De beschuldigingen van Rossi zetten niet alleen de verhouding met Marquez op scherp, hij joeg er ook Lorenzo mee op de kast, die beledigd was door de suggestie dat hij ‘hulp’ nodig zou hebben om wereldkampioen te worden. Er volgden persoonlijke aanvallen van de één op de ander. Zowel Lorenzo als Rossi zeiden dingen die ze misschien beter niet hadden kunnen zeggen. Beiden verloren op enig moment in het tumult hun zelfbeheersing. Jarvis had zijn handen vol met de schade zo beperkt mogelijk houden. Het was crisismanagement van de hoogste orde, maar Jarvis toonde zich een rots in de kolkende branding. “Het feit dat ik Brits ben en geen Italiaan of Spanjaard, heeft erg geholpen. Mede dankzij mijn nationaliteit stond ik boven de partijen. Was ik Italiaans of Spaans geweest, dan was dat nóg ingewikkelder geweest.”
“Behalve het toevallige feit dat ik Brits ben, was ervaring met twee kampioenen, twee grote ego’s in één team, het belangrijkste. Het was een lastig parket waarin het behoedzaam manoeuvreren was. Het was zaak om geen van beiden af te vallen en ze allebei in hun waarde te laten. Ik heb veel gepraat met beide rijders. Daarmee hoop je invloed uit te oefenen, maar je kunt nooit controleren wat ze in een onbewaakt moment nu weer roepen over elkaar. Toch heb ik geen moment het gevoel gehad dat het uit mijn handen glipte, dat we de controle verloren. Buiten was het oorlog, maar binnen was het kalm. Ik heb een paar gin tonics extra gedronken, maar ik heb er niet van wakker gelegen.”
Lorenzo won uiteindelijk de wereldtitel, Rossi werd tweede, en daarmee haalde Yamaha voor de vijfde keer de triple binnen. “Het was misschien wel ons succesvolste seizoen ooit, maar de nasmaak was bitter. Niemand kon echt blij zijn en dat is jammer. Wat er in de laatste weken van het seizoen gebeurde, verdient zeker geen schoonheidsprijs.”

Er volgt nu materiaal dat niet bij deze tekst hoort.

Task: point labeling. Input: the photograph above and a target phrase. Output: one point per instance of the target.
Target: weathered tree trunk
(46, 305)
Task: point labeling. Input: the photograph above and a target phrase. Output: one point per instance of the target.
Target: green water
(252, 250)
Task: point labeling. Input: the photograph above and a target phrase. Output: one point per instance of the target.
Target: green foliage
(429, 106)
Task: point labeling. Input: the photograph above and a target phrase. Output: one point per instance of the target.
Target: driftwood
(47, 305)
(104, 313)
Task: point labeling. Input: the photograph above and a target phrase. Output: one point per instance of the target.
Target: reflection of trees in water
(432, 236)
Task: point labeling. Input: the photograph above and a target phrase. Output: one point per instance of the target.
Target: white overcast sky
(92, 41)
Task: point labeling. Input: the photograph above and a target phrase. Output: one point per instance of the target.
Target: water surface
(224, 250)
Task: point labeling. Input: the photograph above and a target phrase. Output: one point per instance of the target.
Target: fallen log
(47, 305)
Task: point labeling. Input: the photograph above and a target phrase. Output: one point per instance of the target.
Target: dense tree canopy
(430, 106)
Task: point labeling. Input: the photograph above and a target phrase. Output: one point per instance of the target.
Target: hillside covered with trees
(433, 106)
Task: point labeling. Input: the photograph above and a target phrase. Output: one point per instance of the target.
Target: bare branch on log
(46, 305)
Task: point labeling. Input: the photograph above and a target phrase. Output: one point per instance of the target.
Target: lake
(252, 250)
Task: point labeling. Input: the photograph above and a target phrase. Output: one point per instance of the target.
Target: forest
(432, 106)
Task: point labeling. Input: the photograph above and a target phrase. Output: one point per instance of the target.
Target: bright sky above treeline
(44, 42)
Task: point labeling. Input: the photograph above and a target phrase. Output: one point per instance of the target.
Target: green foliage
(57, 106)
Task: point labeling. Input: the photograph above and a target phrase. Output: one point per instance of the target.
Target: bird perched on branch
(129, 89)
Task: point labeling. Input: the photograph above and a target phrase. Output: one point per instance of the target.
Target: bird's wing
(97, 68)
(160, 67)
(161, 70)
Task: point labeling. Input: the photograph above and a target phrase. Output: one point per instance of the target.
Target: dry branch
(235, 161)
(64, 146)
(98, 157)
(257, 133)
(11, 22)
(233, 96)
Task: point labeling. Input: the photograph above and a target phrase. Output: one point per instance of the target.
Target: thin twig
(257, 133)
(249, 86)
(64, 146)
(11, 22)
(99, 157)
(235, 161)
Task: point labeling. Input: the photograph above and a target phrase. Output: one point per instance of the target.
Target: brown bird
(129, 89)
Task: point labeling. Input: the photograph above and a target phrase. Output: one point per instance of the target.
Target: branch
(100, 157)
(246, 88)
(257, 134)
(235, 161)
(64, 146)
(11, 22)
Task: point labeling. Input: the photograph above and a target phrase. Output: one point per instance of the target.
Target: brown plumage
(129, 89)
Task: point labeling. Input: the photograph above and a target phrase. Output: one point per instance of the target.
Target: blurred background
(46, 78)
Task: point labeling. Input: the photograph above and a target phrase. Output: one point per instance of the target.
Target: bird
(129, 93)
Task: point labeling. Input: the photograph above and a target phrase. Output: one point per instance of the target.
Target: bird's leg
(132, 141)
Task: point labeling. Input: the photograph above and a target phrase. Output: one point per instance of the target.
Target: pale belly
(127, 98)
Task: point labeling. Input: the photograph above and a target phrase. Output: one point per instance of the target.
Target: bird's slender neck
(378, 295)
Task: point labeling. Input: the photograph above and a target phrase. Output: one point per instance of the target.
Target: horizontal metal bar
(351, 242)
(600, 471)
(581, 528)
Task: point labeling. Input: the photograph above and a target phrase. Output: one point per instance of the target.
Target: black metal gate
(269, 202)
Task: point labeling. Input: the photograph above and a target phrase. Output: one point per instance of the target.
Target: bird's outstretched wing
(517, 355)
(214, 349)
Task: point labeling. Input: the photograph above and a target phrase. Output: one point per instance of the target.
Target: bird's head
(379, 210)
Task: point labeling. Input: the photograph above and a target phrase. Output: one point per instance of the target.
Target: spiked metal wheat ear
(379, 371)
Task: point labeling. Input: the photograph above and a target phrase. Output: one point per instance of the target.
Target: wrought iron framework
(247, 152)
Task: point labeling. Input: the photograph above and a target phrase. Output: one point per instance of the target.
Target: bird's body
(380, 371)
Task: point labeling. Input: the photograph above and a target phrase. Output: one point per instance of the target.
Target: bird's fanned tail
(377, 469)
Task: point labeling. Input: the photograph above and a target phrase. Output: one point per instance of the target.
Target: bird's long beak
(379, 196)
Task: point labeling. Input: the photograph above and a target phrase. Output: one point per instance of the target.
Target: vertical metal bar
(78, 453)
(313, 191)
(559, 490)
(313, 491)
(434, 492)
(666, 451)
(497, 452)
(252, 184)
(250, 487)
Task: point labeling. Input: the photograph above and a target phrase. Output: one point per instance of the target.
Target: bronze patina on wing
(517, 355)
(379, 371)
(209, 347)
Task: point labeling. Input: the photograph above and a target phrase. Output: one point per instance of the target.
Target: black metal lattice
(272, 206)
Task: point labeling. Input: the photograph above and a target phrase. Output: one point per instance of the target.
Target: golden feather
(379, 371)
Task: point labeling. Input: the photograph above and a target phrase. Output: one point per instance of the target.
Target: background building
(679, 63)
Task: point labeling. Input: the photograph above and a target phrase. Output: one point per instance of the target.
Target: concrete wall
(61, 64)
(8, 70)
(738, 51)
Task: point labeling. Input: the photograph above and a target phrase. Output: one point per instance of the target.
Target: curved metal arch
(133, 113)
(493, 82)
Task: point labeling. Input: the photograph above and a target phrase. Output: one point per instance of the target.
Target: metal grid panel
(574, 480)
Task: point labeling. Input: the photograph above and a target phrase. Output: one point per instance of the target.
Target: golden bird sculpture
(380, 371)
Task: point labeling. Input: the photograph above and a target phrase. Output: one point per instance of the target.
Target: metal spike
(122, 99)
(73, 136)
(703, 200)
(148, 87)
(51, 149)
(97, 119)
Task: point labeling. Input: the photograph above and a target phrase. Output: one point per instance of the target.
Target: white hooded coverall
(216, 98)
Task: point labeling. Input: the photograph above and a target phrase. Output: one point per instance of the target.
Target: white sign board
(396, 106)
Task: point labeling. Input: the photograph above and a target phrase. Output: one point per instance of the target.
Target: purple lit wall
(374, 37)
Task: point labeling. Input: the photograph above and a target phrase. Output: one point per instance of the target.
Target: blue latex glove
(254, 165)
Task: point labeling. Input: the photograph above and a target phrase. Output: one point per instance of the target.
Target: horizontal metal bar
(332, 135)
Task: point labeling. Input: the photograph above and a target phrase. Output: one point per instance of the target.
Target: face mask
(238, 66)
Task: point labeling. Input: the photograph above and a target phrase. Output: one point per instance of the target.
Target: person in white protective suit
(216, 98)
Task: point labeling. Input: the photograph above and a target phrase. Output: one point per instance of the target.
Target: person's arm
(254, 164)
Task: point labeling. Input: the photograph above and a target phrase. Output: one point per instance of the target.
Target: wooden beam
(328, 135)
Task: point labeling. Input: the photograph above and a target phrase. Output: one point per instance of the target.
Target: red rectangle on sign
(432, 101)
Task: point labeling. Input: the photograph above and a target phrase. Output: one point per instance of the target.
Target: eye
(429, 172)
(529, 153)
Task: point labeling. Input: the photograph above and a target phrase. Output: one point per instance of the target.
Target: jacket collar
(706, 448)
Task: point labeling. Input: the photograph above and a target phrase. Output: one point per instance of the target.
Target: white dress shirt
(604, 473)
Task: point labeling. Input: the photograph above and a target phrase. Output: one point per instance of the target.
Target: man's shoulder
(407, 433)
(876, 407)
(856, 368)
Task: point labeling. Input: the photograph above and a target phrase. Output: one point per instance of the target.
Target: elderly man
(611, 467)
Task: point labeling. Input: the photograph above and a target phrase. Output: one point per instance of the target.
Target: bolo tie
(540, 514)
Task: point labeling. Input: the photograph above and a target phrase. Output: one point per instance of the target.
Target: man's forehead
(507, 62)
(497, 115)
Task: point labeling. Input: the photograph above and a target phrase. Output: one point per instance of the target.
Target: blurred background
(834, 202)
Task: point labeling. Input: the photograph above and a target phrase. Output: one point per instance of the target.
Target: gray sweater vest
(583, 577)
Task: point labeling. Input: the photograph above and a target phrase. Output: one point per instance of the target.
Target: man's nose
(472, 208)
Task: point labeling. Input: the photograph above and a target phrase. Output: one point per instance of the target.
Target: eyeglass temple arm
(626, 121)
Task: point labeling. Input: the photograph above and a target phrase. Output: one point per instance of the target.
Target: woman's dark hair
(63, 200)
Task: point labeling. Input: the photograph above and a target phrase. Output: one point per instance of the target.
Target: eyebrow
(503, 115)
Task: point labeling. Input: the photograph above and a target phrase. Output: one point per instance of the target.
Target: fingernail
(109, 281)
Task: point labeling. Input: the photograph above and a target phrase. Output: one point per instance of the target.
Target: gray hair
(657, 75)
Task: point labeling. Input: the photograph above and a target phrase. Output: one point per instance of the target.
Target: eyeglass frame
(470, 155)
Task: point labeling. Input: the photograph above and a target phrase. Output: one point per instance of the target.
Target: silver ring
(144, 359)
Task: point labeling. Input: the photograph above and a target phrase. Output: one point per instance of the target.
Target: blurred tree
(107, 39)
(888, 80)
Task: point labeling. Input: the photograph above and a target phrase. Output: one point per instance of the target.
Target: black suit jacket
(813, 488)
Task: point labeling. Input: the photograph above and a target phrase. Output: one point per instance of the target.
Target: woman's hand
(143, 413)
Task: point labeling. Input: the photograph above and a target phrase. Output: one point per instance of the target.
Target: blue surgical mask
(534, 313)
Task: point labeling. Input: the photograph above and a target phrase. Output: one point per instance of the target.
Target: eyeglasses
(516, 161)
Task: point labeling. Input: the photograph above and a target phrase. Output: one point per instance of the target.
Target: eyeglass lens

Ook in het nieuwe seizoen sudderde het maar door en deelden Lorenzo en Rossi over en weer onderhuidse speldenprikken uit. Rossi door te zeggen dat ‘je ballen nodig hebt om naar Ducati te gaan’, Lorenzo door te zeggen dat Rossi ‘geen andere opties had dan bij Yamaha te blijven’. Gezelliger werd het er allemaal niet op. “De sfeer is totaal anders dan vorige jaren,” erkent Jarvis, bedachtzaam in zijn cappuccino roerend. “Van koel maar respectvol is er nu een soort gewapende vrede. Dat heeft gevolgen voor de werkwijze en de manier waarop we ons presenteren. We laten Valentino en Jorge niet meer samen naar een photoshoot of een evenement gaan. Dat kan gewoon niet meer. Vrienden zullen Valentino en Jorge nooit worden, maar de verhouding was aanzienlijk beter dan in de eerste periode (2008-2010, NK) dat ze samen bij Yamaha reden. Het feit dat er in de tweede periode (vanaf 2013, NK) geen wand tussen de twee delen van de garage stond, zegt al genoeg. Er was ondanks de concurrentie en de totaal verschillende karakters wederzijds respect. Het is bijna vier jaar uitstekend gegaan! Het stoort mij dat er onder invloed van een derde partij – Marc – een soort van nieuwe muur is opgeworpen. Een denkbeeldige weliswaar, maar toch. Het is voor niemand goed. Ik ben blij dat Valentino en Marc elkaar in Barcelona de hand hebben geschud. Het is een wankel evenwicht, maar ik hoop dat de verhoudingen nu enigszins genormaliseerd zijn.”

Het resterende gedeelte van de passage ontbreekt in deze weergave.